|
|
|
|
|
|
PKK Koç'u öldürecekti
Sedat Karagül, 1991'de dönemin Siirt Valisi olan Turizm Bakanı Koç ile Belediye Başkanı Çalakulu ve kendisini 3 PKK'lının öldürmeyi planladığını, başkanın vurulduğunu açıkladı.
Hukuk sisteminin çarpık yanlarını tüm gerçekleriyle ortaya koyan Sedat Karagül, çarpıcı açıklamalarını sürdürdü. Karagül, bugünün Turizm Bakanı Atilla Koç'u Siirt'te Ağır Ceza Reisi iken tanıdığını belirterek, "O dönem Atilla Koç, Siirt Valisiydi. Ama hiç uyumazdı. Hatta ikimize suikast düzenleneceğini haber almıştık. PKK'lılar bizi kara listeye almıştı" diye söze başladı. Siirt'te görev yaparken, 1991 yılında üç PKK'lının Siirt'e gelerek bir gardiyanın evinde kaldıklarını anlatan Karagül, "Sonradan öğrendiğime göre, üç kişinin görevi de ayrıymış. Biri ağır ceza reisini yani beni vurmaya gelmiş. Oysa beni tanımıyor, etmiyor. Bir tanesi dönemin Valisi Atilla Koç'u vurmayı planlamış. Diğeri de belediye başkanı Mahmut Çalakulu'yu vurmak üzere gelmiş. Başkanı gerçekten vurdular, hatta çocuğuyla birlikte" dedi ve ekledi: "Sonra eve baskın yapmışlar. Birini ayağından yaralı olarak yakalamışlar. Bu kişi itirafçı oldu ve çok büyük faydaları dokundu. Emniyet o dönem bana söylemedi. O zamanki Tugay Komutanı da şimdiki Genelkurmay Başkanı Hilmi Özkök.
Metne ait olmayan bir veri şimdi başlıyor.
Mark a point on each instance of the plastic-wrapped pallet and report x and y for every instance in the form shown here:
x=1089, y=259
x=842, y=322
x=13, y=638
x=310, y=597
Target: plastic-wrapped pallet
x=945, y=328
Emniyet Müdürü, olayı nice sonra bana söyledi. İtirafçı, 'Ses getirsin diye reisi öldürmek istedim' demiş. Halbuki beni hiç tanımıyordu." Atilla Koç'la Bakan olunca görüşmeyi kestiğini belirten Karagül, "Koç, Siirt'ten sonra Giresun'a gitti. Ama bakan olunca irtibatımız kesildi. Ne yapayım, hoşlanmıyorum öyle şeylerden" dedi. Karagül, olay açıklamalarını şöyle sürdürdü:
İBDA-C TEHDİT ETTİ
* "Bugüne dek İBDA-C'nin dışında hiç kimseden tehdit almadım. Hatta ben ayrılırken bir PKK avukatı, 'Sen başkaları gibi hiç endişe duyma, sen bize çok güven verdin, sağcısı solcusu, esrarcısı eroinmanı herkes sana güveniyor. Bizim örgütlerden hiçbir kötülük bekleme' dedi. İBDA-C ise iki kez ölümle tehdit etti beni. Duruşmada beni tehdit ettiler. Ben işaret edince kıyamet koptu, kan gövdeyi götürdü. Çok üzüldüm sonra. Kızlar da vardı aralarında. 'Reis bunlar hep senin yüzünden, sen görürsün' dediler bana. Daha sonra İBDA-C'nin ölüm listesinde adımın olduğunu öğrendim. Korkmadım, ama endişelendim tabii."
* "Mirzabeyoğlu, ilk gün duruşmada çok kötü durumdaydı. Savunma yapamadı. Devlet otoritesinin hiçe indiği bir davadır bu. Devlet otoritesi sıfır olmuştur. Mirzabeyoğlu'nu duruşmaya getiremiyorlardı. Sonra herkese 'Ya getirirsiniz, ya da hakkınızda işlem yapacağım' dedim. Güçlükle getirebildiler."
'KAĞIT BULAMAZDIK'
* "Yargıda elinizi neye atsanız sorun. Yine sorunlar şimdi biraz daha azaldı gibi. Bizim dönemimizde en basiti kırtasiye sorunu korkunçtu. Mesela ben duruşmaya kağıt bulamazdım. Türk zekası üstün ya. Seçim mazbataları vardı büyük büyük kağıtlar. Onları kesiyorduk. Mübaşirler hazırlıyordu. Çok adi bir kağıttı ama. Arkasında insanların isimleri var, kimi parmak basmış, kimi imza atmış. Çok çirkin bir durum. Çok üzülürdüm. Sonra karar yazacağız ya, onunla karar yazacak halimiz yok ya. Gidip kaymakamdan, jandarma komutanından kağıt isterdik."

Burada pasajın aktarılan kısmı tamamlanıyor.